So we’d implement our background services as regular modules (with their little MDI window) within the main thick client app. Clients would have a number of workstations dedicated to running a single one of these processes. Nothing headless, each outputting it’s status or logs to he connected display. If the power, network or database ever dropped, each of these machines would have to be restarted and have its allocated sub program reopened.

For example, despatch label printing program would monitor a database queue table for new rows, bring up a report associated with the specified despatch note, print the report to the label printer then delete the row.

It seems so hackish but it worked incredibly well. Our clients were all food or paper manufacturers, running 24/7. Operations were rarely disrupted. Have a single screen per function to monitor for status changes was something operators were accustomed to.

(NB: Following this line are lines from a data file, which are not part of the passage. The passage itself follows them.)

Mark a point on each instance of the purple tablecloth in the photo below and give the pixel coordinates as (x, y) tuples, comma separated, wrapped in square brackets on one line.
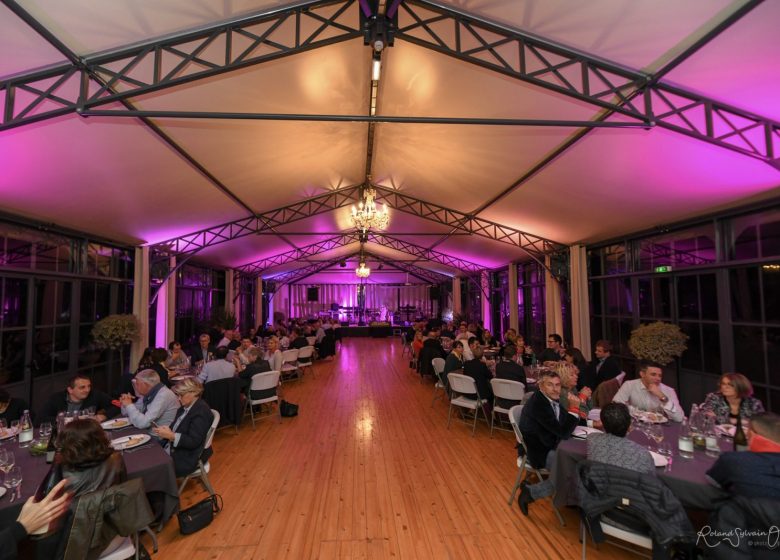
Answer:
[(150, 463), (685, 477)]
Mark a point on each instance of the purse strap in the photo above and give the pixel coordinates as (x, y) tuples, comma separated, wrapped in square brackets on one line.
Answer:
[(216, 503)]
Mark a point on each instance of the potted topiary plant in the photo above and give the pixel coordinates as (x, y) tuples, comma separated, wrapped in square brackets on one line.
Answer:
[(658, 342), (116, 331)]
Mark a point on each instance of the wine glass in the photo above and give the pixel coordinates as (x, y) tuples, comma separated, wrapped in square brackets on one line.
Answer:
[(13, 479)]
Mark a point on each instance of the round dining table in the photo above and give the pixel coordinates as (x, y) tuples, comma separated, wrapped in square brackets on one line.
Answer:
[(685, 477)]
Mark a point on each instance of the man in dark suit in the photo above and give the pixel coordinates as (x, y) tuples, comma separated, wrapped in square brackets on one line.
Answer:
[(186, 437), (544, 423), (603, 368)]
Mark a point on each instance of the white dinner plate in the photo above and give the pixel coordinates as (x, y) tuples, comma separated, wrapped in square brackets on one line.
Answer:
[(659, 460), (115, 424), (582, 432), (7, 434), (129, 442)]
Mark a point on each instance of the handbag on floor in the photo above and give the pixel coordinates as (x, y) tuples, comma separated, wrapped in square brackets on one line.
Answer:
[(288, 410), (200, 515)]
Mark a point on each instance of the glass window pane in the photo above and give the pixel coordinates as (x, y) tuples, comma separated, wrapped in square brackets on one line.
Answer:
[(749, 352), (14, 303), (770, 275), (708, 296), (687, 297), (745, 294), (711, 348), (691, 358)]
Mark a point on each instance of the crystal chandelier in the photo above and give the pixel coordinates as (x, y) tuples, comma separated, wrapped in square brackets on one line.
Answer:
[(368, 215), (362, 271)]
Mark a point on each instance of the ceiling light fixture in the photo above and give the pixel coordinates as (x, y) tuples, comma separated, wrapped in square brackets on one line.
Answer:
[(368, 215)]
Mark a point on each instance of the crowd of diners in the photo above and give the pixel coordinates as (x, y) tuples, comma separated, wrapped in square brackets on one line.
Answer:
[(569, 387), (172, 413)]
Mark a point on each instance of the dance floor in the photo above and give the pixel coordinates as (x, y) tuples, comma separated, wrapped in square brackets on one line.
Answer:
[(369, 470)]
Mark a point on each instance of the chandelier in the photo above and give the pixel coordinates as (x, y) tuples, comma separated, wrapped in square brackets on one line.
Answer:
[(367, 215), (362, 271)]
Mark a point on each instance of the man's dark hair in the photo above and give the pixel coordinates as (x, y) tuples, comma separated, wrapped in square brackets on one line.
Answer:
[(616, 419), (72, 380)]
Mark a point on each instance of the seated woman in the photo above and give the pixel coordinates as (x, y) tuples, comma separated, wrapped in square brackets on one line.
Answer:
[(734, 399), (176, 356), (186, 437), (87, 459), (569, 375)]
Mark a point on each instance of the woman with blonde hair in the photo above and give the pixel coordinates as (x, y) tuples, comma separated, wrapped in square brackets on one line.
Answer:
[(733, 400)]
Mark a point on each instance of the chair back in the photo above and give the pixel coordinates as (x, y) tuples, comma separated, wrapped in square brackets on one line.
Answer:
[(264, 380), (462, 384), (289, 355), (508, 389), (212, 429)]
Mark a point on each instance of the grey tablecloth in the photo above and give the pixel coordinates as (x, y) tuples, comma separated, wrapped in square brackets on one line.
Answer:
[(685, 477), (150, 463)]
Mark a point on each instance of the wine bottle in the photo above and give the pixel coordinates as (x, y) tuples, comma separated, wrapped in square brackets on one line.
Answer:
[(740, 439), (26, 432)]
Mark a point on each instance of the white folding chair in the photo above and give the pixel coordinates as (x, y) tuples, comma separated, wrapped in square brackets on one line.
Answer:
[(438, 369), (306, 359), (464, 395), (203, 469), (289, 365), (504, 389), (261, 381), (522, 464)]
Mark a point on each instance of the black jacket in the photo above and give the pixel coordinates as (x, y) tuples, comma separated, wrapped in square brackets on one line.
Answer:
[(193, 430), (604, 488), (58, 402), (541, 431), (608, 370)]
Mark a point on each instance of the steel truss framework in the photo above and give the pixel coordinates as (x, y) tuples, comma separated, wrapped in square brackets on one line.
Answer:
[(176, 60), (256, 268), (572, 73), (267, 36)]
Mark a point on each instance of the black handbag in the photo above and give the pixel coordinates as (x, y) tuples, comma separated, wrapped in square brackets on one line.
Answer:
[(288, 410), (196, 517)]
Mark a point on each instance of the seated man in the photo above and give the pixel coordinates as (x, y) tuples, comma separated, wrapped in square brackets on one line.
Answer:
[(186, 437), (79, 396), (544, 422), (219, 368), (613, 448), (648, 393), (754, 473), (156, 405)]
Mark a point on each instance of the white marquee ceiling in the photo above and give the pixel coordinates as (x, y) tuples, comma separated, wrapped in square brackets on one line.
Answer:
[(116, 178)]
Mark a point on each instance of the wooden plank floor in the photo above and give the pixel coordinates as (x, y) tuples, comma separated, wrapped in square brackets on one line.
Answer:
[(369, 470)]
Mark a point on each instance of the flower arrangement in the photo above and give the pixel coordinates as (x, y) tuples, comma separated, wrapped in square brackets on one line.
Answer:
[(115, 331), (658, 342)]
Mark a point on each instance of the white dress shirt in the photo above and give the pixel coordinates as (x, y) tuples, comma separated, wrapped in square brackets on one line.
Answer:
[(634, 394)]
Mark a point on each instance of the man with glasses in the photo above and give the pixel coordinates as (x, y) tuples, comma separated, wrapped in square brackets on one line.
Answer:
[(555, 351)]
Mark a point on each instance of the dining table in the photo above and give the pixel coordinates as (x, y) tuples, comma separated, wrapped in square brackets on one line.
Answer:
[(685, 477), (148, 462)]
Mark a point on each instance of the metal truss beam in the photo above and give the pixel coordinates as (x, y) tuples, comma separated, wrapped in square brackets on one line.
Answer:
[(257, 267), (169, 62), (587, 78), (536, 247)]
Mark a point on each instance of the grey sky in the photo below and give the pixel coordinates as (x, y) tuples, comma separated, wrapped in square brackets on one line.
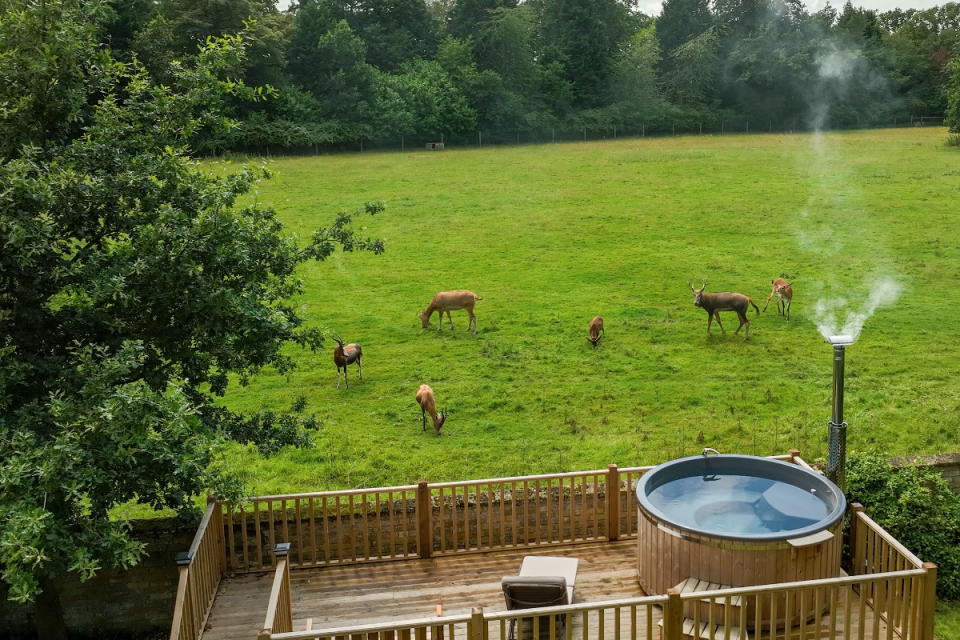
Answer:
[(652, 7)]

This was over a decade ago, but I’ve never worked with a more productive team since. The constraints of the system let us focus on solving business problems. I can’t imagine writing anything of this scale in a modern environment. I’d love to see 4GLs like this make a comeback. The first class GUI, ORM, report generation were a huge productivity boost. And the simple programming language (with a very simple object model) put the focus on problem solving and not API acrobatics.

Simpler times.


No kidding. Everything got clear queueing and back-pressure for free!

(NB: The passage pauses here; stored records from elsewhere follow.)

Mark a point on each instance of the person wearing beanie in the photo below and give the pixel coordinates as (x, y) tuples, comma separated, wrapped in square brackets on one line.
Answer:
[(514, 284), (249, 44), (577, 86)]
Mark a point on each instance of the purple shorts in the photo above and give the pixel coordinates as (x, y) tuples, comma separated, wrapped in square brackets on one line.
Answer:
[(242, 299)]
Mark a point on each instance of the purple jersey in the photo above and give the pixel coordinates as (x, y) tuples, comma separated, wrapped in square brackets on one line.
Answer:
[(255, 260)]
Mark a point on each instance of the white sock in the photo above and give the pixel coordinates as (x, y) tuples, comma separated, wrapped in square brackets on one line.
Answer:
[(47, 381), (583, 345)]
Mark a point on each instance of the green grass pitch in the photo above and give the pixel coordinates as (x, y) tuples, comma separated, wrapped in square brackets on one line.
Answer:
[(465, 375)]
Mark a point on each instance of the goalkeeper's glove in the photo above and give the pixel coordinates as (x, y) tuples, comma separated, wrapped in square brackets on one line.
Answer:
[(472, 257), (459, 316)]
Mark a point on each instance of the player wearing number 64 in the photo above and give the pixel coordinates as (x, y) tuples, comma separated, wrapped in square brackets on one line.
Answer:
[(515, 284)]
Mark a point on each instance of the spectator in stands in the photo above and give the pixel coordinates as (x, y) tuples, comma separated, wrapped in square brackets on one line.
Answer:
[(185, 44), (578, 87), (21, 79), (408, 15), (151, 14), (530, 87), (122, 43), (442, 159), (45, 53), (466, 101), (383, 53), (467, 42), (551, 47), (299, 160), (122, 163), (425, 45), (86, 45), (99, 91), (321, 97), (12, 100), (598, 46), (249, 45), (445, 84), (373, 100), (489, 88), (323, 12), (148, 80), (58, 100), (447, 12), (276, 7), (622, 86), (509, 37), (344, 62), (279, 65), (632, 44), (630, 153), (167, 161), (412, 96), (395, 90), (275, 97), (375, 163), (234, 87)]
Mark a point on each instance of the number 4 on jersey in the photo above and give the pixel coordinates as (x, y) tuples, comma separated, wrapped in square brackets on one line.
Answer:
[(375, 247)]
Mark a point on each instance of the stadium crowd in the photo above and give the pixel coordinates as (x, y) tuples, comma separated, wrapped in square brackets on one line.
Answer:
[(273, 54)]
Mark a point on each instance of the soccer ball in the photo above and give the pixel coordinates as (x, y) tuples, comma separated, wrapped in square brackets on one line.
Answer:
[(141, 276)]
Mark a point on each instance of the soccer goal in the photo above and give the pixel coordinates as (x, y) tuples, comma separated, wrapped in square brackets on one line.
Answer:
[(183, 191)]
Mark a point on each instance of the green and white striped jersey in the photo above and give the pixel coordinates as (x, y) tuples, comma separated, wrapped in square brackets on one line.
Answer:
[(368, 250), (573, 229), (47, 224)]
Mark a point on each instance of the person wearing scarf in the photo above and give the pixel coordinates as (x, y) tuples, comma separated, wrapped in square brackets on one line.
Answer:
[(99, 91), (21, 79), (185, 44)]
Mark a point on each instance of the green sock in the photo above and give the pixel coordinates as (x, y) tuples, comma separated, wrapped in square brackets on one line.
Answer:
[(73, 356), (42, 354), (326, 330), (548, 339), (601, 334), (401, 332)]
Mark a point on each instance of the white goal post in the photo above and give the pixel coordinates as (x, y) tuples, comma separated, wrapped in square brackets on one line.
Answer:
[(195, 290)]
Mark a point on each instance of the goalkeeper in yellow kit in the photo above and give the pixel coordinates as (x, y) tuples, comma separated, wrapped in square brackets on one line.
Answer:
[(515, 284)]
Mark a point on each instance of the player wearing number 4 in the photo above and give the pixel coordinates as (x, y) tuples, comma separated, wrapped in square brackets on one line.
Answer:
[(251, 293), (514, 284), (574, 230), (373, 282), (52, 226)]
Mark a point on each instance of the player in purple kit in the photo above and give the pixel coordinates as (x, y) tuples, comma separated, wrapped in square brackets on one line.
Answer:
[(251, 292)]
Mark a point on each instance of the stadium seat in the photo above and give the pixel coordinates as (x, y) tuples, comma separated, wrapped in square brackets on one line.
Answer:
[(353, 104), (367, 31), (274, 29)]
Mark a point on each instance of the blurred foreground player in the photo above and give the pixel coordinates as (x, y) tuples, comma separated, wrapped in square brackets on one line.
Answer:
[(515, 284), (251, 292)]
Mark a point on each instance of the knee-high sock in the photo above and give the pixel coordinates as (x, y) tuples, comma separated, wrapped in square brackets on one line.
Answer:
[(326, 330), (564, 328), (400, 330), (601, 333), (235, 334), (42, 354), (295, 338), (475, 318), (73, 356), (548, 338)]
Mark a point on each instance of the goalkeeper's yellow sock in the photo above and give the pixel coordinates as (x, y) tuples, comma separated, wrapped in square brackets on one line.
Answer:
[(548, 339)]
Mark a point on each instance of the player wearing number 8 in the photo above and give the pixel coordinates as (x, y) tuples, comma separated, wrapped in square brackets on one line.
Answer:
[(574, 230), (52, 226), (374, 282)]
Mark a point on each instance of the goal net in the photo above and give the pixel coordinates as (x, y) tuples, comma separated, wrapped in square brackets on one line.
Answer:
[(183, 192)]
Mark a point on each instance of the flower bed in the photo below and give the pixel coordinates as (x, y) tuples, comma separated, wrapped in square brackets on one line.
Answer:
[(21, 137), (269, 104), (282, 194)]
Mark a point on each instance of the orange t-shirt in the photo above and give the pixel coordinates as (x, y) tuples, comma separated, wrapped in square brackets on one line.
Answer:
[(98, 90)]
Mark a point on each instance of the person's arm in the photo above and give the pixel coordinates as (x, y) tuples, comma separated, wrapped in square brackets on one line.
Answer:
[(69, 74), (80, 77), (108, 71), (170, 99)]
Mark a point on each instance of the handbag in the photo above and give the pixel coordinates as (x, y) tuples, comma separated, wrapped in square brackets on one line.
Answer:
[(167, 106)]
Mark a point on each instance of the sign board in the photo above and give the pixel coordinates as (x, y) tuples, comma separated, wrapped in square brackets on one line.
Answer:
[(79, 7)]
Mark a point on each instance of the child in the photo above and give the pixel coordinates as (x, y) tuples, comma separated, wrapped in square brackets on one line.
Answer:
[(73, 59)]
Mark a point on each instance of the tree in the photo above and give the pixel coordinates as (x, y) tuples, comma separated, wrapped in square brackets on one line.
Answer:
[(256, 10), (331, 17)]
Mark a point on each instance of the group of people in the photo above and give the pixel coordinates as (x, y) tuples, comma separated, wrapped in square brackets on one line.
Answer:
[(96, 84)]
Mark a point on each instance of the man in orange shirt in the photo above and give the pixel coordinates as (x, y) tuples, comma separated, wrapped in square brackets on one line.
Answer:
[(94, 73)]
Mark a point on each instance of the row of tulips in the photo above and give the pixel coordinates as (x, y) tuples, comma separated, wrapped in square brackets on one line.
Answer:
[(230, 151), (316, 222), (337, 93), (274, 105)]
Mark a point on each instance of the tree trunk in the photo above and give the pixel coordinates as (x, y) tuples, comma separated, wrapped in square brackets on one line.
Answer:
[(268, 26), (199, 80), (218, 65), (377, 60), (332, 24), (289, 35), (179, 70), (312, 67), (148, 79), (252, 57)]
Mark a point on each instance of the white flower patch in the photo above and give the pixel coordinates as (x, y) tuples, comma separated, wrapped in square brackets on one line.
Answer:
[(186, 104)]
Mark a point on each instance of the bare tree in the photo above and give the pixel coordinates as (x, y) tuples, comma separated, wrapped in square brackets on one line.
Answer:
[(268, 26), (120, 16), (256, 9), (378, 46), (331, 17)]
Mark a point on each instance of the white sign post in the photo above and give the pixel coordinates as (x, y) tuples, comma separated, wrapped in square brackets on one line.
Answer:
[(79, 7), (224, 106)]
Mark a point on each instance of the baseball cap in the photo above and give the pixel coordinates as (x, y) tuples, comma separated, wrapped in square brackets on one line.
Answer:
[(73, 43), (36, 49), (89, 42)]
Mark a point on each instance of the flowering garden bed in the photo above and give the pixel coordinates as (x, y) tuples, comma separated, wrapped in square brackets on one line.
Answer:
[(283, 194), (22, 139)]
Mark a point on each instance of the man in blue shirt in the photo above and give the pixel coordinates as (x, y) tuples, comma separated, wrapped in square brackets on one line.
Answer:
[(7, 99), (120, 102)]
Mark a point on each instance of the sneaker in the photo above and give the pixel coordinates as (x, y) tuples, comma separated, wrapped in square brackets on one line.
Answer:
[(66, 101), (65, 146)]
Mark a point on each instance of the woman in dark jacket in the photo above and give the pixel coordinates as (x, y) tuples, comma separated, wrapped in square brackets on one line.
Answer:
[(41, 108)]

Back at CS school, that's the definition I always hoped to hear of "race condition".


I looked up ERP software in google images. Holy poor UX, Batman! There's a great market opportunity there for something that doesn't spew out everything at once onscreen.


From the outside it definitely looks this way. And some enterprise software (Oracle, Peoplesoft) definitely have some real UX gaps. However... in a professional, power-user environment, high information density is massive plus. Being able to see as much information as possible, with as few clicks as possible, and as few round-trips to the server as possible, is very desirable.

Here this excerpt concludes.